Jazz berteriak dan dengan emosi dia meraih pisau serba guna serta menusukkan pada wajah zombie yang tepat mengenai mata. Zombie itu limbung dan Jazz serta merta menendang dengan kekuatan penuh. Pisau itu masih tertancap sementara tubuh zombie terjatuh. Jazz mengumpat dengan sumpah serapah. Pisau hadiah ayahnya lenyap.
Mereka berhasil melewati serangan tersebut. Jazz memandang lengan yang meninggalkan luka bekas gigitan. Bibirnya meringis karena rasa sakit seperti terbakar. Dia mengetuk kaca mobil dan meminta stok peluru. Trian mengulurkan sabuk peluru padanya, dan Jazz bersiaga di atap hingga mereka mencapai senayan.
"Astaga dia tergigit!" pekik salah satu petugas yang menjaga markas di senayan.
"Tenang, dia kebal!" tukas Trian dan segera menghadap atasannya. Mereka memandang Jazz dengan mimik takut sementara senjata tertuju padanya.
"Hei! Tinggalkan dia! Sudah kubilang dia kebal!" bentak Trian dari jauh. Salah satu dokter wanita yang masih sangat muda mendekati Jazz dan memeriksa pupil matanya tanpa gentar.
"Tidak ada perubahan … Letkol Trian betul," desis dokter itu dengan terkesima.
"Bisakah kau ikut denganku sebentar?" pinta dokter wanita itu pada Jazz. Pemuda tersebut sempat ragu, namun Trian mengangguk.
"Dokter Eve, dia akan memastikan kesehatanmu," seru Trian. Jazz mengikuti langkah Eve menuju ruangan pemeriksaan. Kamar itu mirip dengan ruang operasi. Eve meminta Jazz duduk di kursi yang serupa dengan kursi dokter gigi. Eve meminta Jazz membuka mulut dan tangannya mengambil cairan air liur dengan cutton bud. Mata, telinga, tangan serta kaki tidak luput dari pemeriksaan. Ketika Eve melihat luka di lengan Jazz mulai pulih ia tersentak.
"Tadinya tidak secepat ini. Terakhir butuh sepuluh jam untuk sembuh total," ucap Jazz. Eve menatap Jazz dengan raut tidak percaya. Pemuda itu menutup kembali lengannya dengan memanjangkan kemeja.
"Lihat ini," cetus Eve. Jazz menoleh dan melihat Eve mengambil pisau serta menggores telapaknya.
"Hei!" seru jazz terkejut. Eve meringis sekejap, namun ketika luka Eve juga berangsur membaik, Jazz baru menyadari jika Eve adalah manusia yang serupa dengannya!

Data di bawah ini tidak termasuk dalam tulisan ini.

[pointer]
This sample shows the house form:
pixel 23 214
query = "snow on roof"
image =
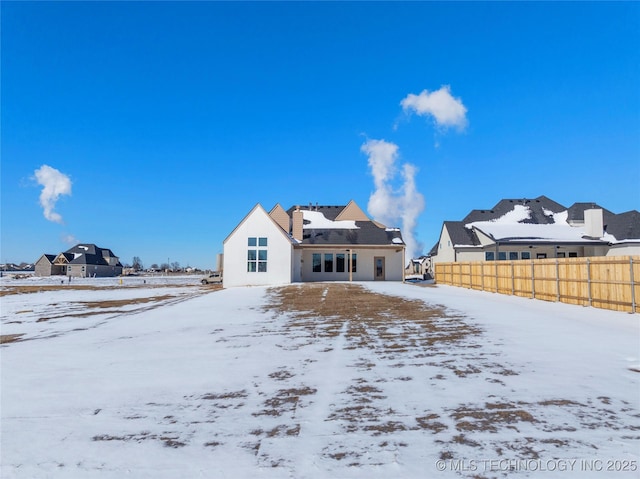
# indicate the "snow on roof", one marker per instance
pixel 319 221
pixel 510 226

"Ba-bagaimana …," Jazz menggantung kalimat karena tidak tahu harus berkata apa. Eve membersihkan darah di telapaknya dengan air di wastafel.
"Ini terjadi setahun lalu, ketika mentorku memberi sebuah kapsul. Anehnya, itu tidak kuketahui hingga aku tergigit oleh zombie di rumah sakit pada hari invasi pertama. Aku hampir putus asa tapi akhirnya sembuh dalam semalam," terang Eve dengan suara pelan.
"Kapsul yang sama …," desis Jazz.
"Maksudmu?" tanya Eve.
"Rina Sumantri adalah Ibuku," sahut Jazz dengan wajah muram.
"Kau anak ilmuwan Raka dan dokter Rina?!" tanya Eve terkejut. Jazz mengangguk.
"Sekarang semua menjadi masuk akal," tanggap Eve.
"Ada lagi sesuatu," ucap Jazz. Eve meminta Jazz mengurungkan niatnya.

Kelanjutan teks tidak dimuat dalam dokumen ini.